John looked at me and immediately said, 'Get on the stage!' He booked me right on the spot. I played a firewoman with Sarah Screech. I thought and hoped that I would one day play the leading character, Alice, the Conqueror’s Wife. I told myself that something would happen to Beverly Grant, who was playing the Conqueror’s Wife. Right before the play started, Beverly Grant twisted her ankle. Before I knew it, Ondine and Louis Walden came to my apartment and said, 'You're going on tonight as Alice, the Conqueror’s Wife—Queen of the Universe.' So, my dream became realized, and I went on that night with no rehearsal.
It was Off Off Broadway, and we got away with everything. Anything went. It was shocking. It was disturbing. It was innovative. It was like an acid trip. There was nothing sacrosanct. In the play Cockstrong, we had a 12-foot penis that hung from the ceiling. The penis was hooked up to the faucet in the dressing room. The penis came at the climax of the Kama Sutra ballet and sprayed water all over the audience. It was during a heatwave. The air conditioning was broken, and the audience loved it.
We had a song that went, 'Formaldehyde baby lives in formaldehyde swims in formaldehyde. Where do the four winds blow? She's the Esther Williams of the sideshow.' It's hard to explain how we got away with it and what the sense of freedom was like. I would say it’s like doing everything that would shock your parents. You can't do things like have a 12-foot dick hanging over the stage and cumming over the audience anymore. You couldn't have a play with a formaldehyde baby. Come on.

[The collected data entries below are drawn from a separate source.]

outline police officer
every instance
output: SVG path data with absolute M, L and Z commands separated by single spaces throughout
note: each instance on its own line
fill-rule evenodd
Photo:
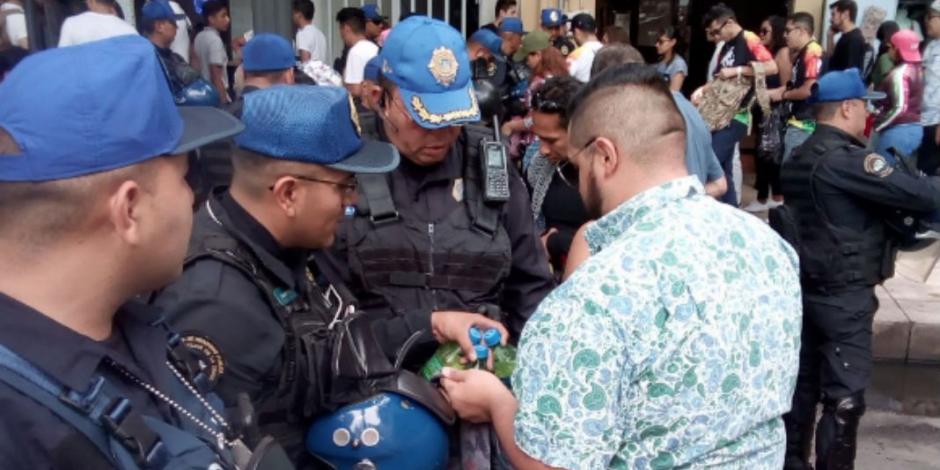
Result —
M 504 151 L 481 155 L 493 131 L 462 129 L 479 119 L 463 41 L 446 23 L 411 17 L 380 57 L 382 123 L 404 158 L 387 176 L 360 178 L 356 216 L 321 255 L 375 318 L 501 310 L 518 337 L 552 278 L 524 183 Z M 508 197 L 484 198 L 501 189 Z M 406 364 L 434 348 L 423 338 Z
M 334 377 L 323 362 L 333 357 L 334 320 L 354 303 L 342 284 L 308 267 L 308 253 L 332 243 L 356 201 L 354 173 L 398 164 L 394 147 L 361 139 L 352 106 L 338 87 L 247 95 L 232 186 L 214 190 L 199 209 L 183 275 L 154 300 L 207 365 L 226 406 L 247 392 L 261 433 L 277 437 L 298 466 L 310 464 L 307 426 L 333 404 Z M 474 324 L 498 325 L 480 315 L 413 314 L 376 327 L 375 344 L 396 345 L 381 351 L 385 360 L 422 328 L 460 340 Z
M 245 84 L 238 98 L 223 106 L 241 117 L 245 95 L 258 90 L 294 83 L 294 49 L 283 36 L 261 33 L 251 38 L 242 49 Z M 301 74 L 302 75 L 302 74 Z M 196 190 L 196 203 L 201 204 L 212 188 L 227 186 L 232 180 L 231 141 L 207 145 L 191 162 L 190 180 Z
M 565 34 L 567 22 L 568 17 L 557 8 L 542 10 L 542 30 L 548 33 L 552 39 L 552 45 L 565 57 L 568 57 L 568 54 L 575 49 L 574 42 Z
M 185 154 L 241 124 L 177 110 L 139 36 L 40 52 L 0 102 L 0 467 L 234 468 L 221 403 L 128 301 L 179 274 Z
M 816 405 L 819 470 L 851 469 L 871 379 L 874 287 L 891 277 L 896 244 L 886 217 L 940 207 L 940 178 L 912 175 L 866 148 L 867 93 L 857 69 L 824 75 L 811 100 L 815 133 L 784 162 L 783 222 L 795 222 L 803 336 L 793 408 L 784 416 L 786 468 L 807 469 Z M 789 214 L 789 216 L 787 216 Z M 788 224 L 775 224 L 784 227 Z

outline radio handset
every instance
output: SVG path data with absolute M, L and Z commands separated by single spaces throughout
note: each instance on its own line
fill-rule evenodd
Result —
M 493 116 L 495 140 L 483 139 L 480 142 L 480 161 L 483 164 L 483 200 L 486 202 L 506 202 L 509 200 L 509 164 L 506 147 L 499 135 L 499 118 Z

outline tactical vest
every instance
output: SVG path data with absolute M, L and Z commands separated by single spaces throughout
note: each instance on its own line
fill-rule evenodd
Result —
M 307 426 L 317 415 L 391 391 L 411 397 L 452 423 L 453 410 L 427 381 L 400 371 L 378 347 L 371 323 L 355 311 L 342 285 L 322 292 L 313 280 L 303 292 L 281 285 L 272 272 L 228 232 L 206 201 L 210 224 L 196 224 L 185 265 L 213 259 L 241 271 L 257 286 L 284 328 L 283 366 L 277 389 L 256 404 L 259 433 L 271 435 L 289 451 L 303 449 Z M 400 348 L 402 357 L 420 337 L 418 331 Z M 295 461 L 297 454 L 291 456 Z
M 222 403 L 208 393 L 204 374 L 194 374 L 192 364 L 178 335 L 171 335 L 167 345 L 168 367 L 172 365 L 187 377 L 216 412 Z M 98 375 L 87 390 L 71 390 L 0 345 L 0 381 L 45 406 L 84 435 L 102 456 L 120 470 L 136 469 L 218 469 L 234 468 L 231 452 L 218 450 L 216 437 L 180 416 L 179 426 L 159 418 L 145 416 L 133 408 L 108 379 Z M 162 390 L 203 423 L 214 423 L 209 410 L 180 381 Z M 223 431 L 219 429 L 219 431 Z M 226 435 L 226 439 L 236 436 Z
M 505 204 L 483 200 L 480 142 L 491 130 L 467 126 L 462 209 L 426 223 L 392 199 L 387 175 L 359 175 L 357 215 L 347 221 L 349 269 L 364 308 L 476 311 L 498 305 L 512 263 L 501 220 Z M 453 154 L 450 158 L 453 158 Z M 455 189 L 455 192 L 459 189 Z
M 894 275 L 897 250 L 886 237 L 884 224 L 871 224 L 859 232 L 834 224 L 821 210 L 825 202 L 817 199 L 816 171 L 843 147 L 849 151 L 850 144 L 810 141 L 796 150 L 781 172 L 781 185 L 787 192 L 785 207 L 792 212 L 798 233 L 797 240 L 789 241 L 800 255 L 804 286 L 873 286 Z
M 302 447 L 305 426 L 313 416 L 335 407 L 331 393 L 331 327 L 351 312 L 351 296 L 332 288 L 321 293 L 313 282 L 296 292 L 228 232 L 215 214 L 221 207 L 211 198 L 205 206 L 214 223 L 196 224 L 185 267 L 207 258 L 242 272 L 267 300 L 284 328 L 283 366 L 274 393 L 255 404 L 262 435 L 285 448 Z M 354 308 L 354 307 L 352 307 Z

Of course, there was glitter and glam as well. I had one review where the reviewer said, 'I would love to have the glitter concessions at Ruby Lynn Reiner’s makeup table.' I didn’t buy glitter. John would order glitter in barrels. Warhol Superstar Holly Woodlawn would cover her body in baby oil and roll around in it on the ground. She would be completely covered from head to toe in glitter. You would sleep and wake up with glitter all over your sheets. Even if you showered, there would still be glitter. One time, John ran backstage and said, 'Don’t use the red glitter! Don’t use the red glitter! It’s made out of glass.' I had been using it on my lips and thought it was crunchy.
The plays would be packed. Word would get out, and we never needed to promote them ourselves. People would come from all over. You would have people in mink coats sitting beside people in ripped-up jeans. Back then, we ripped our own jeans. They didn’t come pre-ripped. People would come to see what gay theater was, and gay theater was fabulous. We weren’t judging anything or anyone. We were harmonious. We lived together and performed together.
Acting shaped who I am and is my entire life. Theater taught me everything. One day recently, my neighbor came over with her daughter. She said Irina has a part in this play, and she has stage fright. She asked if I could talk to her. I said, 'Listen, no matter what you do or how you screw up, nothing will scare people away from loving you. They are going to love you no matter what you do.' And that's the way I feel about the theater.”